Ardern is, by nature (and Covid-19), prone to acting on evidence and principle rather than politics. Sometimes it has cost her.
The belated realisation of that was showing at the end of the year with shifts in immigration policy and putting the co-governance agenda on hold – perhaps too late, although Labour hopes it will be just in time.
Act leader David Seymour won this award last year due to his efforts filling in as the effective Leader of the Opposition while National was distracted with itself.
Luxon has now reclaimed that position for himself.
Seymour remains very effective – and a better performer than Luxon in Parliament itself, although Luxon has not disgraced himself.
Seymour has also managed to keep Act’s polling high, despite National’s recovery.
But of Seymour and Luxon, only one of them could end up becoming Prime Minister and it isn’t Seymour.
As for the chances of that, when Labour’s Chris Hipkins gave his final speech in Parliament, he had a warning for the politicians opposite him on the National Party benches.

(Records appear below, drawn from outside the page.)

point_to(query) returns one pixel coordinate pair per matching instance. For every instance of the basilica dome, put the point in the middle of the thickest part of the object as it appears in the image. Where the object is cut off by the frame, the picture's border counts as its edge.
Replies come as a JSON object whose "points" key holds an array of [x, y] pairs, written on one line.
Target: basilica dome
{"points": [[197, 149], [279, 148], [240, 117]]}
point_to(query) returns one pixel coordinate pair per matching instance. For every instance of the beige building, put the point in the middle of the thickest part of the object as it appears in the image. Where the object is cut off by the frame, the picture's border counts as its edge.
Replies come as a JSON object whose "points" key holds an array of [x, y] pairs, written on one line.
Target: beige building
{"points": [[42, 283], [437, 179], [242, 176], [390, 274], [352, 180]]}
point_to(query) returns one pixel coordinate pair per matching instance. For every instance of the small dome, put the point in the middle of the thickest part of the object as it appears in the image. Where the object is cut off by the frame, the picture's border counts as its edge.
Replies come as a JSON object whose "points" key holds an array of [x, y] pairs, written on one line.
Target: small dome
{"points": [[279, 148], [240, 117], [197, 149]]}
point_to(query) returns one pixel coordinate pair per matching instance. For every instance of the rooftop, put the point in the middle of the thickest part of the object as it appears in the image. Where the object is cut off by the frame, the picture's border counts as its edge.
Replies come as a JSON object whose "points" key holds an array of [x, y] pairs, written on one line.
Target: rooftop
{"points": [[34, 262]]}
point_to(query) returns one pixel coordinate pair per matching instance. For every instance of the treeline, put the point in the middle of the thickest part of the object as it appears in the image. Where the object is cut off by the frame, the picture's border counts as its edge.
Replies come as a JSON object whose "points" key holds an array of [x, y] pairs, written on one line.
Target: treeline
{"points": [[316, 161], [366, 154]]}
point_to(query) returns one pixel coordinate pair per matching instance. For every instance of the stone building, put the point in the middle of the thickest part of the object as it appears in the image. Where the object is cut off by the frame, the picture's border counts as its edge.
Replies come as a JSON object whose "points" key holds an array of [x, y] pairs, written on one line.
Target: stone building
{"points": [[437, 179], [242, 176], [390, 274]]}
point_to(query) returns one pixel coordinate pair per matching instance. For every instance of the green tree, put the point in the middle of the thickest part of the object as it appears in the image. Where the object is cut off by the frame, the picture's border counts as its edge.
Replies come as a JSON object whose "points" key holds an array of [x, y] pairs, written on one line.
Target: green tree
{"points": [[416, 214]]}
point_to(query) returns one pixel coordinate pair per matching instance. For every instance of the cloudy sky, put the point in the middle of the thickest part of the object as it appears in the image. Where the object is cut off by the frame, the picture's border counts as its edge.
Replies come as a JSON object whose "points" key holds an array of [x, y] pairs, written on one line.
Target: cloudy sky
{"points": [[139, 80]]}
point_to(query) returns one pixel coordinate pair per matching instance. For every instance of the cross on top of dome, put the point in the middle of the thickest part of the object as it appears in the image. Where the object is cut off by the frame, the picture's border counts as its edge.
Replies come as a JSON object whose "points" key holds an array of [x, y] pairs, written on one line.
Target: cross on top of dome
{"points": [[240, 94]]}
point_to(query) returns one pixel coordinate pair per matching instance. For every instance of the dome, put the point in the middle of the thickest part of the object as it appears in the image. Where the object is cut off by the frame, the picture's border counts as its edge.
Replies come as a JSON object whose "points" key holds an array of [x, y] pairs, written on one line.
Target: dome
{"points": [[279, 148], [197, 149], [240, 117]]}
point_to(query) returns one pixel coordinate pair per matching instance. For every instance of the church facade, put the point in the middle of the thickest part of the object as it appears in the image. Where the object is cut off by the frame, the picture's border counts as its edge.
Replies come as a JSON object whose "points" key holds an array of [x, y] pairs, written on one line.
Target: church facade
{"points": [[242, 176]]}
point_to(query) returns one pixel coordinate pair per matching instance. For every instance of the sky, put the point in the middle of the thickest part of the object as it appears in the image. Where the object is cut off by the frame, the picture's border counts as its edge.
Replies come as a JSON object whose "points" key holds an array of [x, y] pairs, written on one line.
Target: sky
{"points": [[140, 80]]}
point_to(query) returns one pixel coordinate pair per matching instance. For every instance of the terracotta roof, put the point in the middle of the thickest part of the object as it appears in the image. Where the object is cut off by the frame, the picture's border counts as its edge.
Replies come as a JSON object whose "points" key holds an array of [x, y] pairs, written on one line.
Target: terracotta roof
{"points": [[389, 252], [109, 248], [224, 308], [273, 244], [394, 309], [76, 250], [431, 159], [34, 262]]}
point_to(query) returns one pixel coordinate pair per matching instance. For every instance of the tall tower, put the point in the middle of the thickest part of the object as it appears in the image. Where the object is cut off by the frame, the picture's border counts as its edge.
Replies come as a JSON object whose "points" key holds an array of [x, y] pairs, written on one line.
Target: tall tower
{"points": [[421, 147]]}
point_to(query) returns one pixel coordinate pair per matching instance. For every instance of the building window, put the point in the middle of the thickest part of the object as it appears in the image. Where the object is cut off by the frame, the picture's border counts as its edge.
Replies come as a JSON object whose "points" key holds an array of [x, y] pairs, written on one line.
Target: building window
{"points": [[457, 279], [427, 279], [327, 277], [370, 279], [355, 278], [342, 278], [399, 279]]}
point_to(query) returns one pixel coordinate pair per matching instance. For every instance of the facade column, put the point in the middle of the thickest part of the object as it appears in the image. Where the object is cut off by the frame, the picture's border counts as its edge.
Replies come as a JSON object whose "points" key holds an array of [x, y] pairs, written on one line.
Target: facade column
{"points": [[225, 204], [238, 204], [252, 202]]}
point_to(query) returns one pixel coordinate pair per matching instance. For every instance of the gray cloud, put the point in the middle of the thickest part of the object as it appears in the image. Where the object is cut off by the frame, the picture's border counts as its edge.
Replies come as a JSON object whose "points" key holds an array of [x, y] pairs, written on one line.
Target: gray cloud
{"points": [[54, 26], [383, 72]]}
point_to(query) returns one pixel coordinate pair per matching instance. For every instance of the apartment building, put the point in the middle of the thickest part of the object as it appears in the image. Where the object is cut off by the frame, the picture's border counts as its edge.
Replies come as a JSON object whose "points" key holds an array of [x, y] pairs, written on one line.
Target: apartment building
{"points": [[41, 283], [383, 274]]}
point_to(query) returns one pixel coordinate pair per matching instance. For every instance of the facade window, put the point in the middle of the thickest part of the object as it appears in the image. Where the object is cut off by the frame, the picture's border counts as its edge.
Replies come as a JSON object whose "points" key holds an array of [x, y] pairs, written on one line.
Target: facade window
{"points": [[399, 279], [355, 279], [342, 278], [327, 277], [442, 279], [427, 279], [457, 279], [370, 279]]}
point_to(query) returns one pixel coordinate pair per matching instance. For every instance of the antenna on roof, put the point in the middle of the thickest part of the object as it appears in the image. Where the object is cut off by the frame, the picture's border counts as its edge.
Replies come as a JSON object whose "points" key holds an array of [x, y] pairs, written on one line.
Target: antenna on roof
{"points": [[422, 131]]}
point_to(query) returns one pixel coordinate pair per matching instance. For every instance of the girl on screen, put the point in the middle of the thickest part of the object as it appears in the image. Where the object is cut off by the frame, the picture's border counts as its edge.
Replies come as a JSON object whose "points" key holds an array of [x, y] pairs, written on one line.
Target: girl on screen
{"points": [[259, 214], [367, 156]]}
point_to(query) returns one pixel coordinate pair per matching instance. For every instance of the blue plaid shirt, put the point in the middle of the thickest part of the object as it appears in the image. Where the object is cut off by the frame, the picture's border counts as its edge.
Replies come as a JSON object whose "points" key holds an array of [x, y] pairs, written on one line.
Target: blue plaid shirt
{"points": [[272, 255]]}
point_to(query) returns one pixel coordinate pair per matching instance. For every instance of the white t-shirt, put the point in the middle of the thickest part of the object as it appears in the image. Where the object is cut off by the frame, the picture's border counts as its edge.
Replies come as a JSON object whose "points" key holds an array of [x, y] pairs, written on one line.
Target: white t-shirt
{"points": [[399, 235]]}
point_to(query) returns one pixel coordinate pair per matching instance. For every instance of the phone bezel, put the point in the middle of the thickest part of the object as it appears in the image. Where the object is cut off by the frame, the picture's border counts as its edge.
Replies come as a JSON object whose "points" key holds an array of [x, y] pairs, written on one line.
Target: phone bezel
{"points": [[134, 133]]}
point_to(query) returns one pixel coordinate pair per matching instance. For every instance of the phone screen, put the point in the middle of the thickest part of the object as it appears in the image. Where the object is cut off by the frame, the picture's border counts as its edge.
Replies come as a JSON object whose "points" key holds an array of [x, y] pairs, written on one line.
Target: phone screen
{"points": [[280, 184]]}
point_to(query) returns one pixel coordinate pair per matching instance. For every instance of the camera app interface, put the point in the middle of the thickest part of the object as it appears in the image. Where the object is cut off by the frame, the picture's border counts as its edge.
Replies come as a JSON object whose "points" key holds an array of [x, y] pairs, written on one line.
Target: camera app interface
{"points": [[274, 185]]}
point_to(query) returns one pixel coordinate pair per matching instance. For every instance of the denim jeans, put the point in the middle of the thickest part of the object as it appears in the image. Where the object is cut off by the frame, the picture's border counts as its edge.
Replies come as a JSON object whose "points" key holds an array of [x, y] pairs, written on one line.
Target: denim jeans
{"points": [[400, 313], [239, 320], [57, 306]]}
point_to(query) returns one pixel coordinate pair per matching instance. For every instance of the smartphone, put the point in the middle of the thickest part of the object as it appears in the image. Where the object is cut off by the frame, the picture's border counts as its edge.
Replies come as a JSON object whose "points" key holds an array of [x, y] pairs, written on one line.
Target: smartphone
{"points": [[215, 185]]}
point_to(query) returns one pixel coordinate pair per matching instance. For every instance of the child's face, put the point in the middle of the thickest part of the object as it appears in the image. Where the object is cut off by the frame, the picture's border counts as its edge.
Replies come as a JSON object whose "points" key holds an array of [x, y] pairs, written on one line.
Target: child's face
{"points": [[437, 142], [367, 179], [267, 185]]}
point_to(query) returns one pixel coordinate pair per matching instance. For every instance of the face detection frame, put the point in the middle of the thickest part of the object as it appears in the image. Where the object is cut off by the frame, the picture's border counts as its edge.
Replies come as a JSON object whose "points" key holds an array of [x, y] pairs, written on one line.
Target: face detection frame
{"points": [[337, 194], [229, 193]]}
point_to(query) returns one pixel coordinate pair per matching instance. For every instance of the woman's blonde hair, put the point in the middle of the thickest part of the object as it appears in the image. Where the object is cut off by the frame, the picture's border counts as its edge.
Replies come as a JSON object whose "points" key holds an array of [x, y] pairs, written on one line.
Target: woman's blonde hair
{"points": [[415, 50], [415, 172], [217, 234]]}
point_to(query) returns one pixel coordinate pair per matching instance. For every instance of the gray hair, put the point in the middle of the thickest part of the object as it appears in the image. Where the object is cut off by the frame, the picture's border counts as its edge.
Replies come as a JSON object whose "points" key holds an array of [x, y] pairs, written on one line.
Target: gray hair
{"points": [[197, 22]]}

He noted that at the same time in 2019 – a year before an election – National was well ahead of Labour in the polls – and it was in the mid-40s. Its leader Simon Bridges was all but measuring the drapes in Premier House and folks were wondering if the Jacinda-mania train had done its dash and Labour would be a one-term Government. Then came Covid, and Labour went on to get its historic election result.
“A lot can change in one year,” Hipkins warned them.
While the exhaustion of the year was showing, Ardern was starting to show a spark of fight-back by the year’s end – and more willingness to kick Labour’s problem areas to touch.
She – and the rest of Labour’s caucus – will be hoping the spark catches the tinder for next year.
This time round, they won’t have the help of a self-destructing National applying the bellows.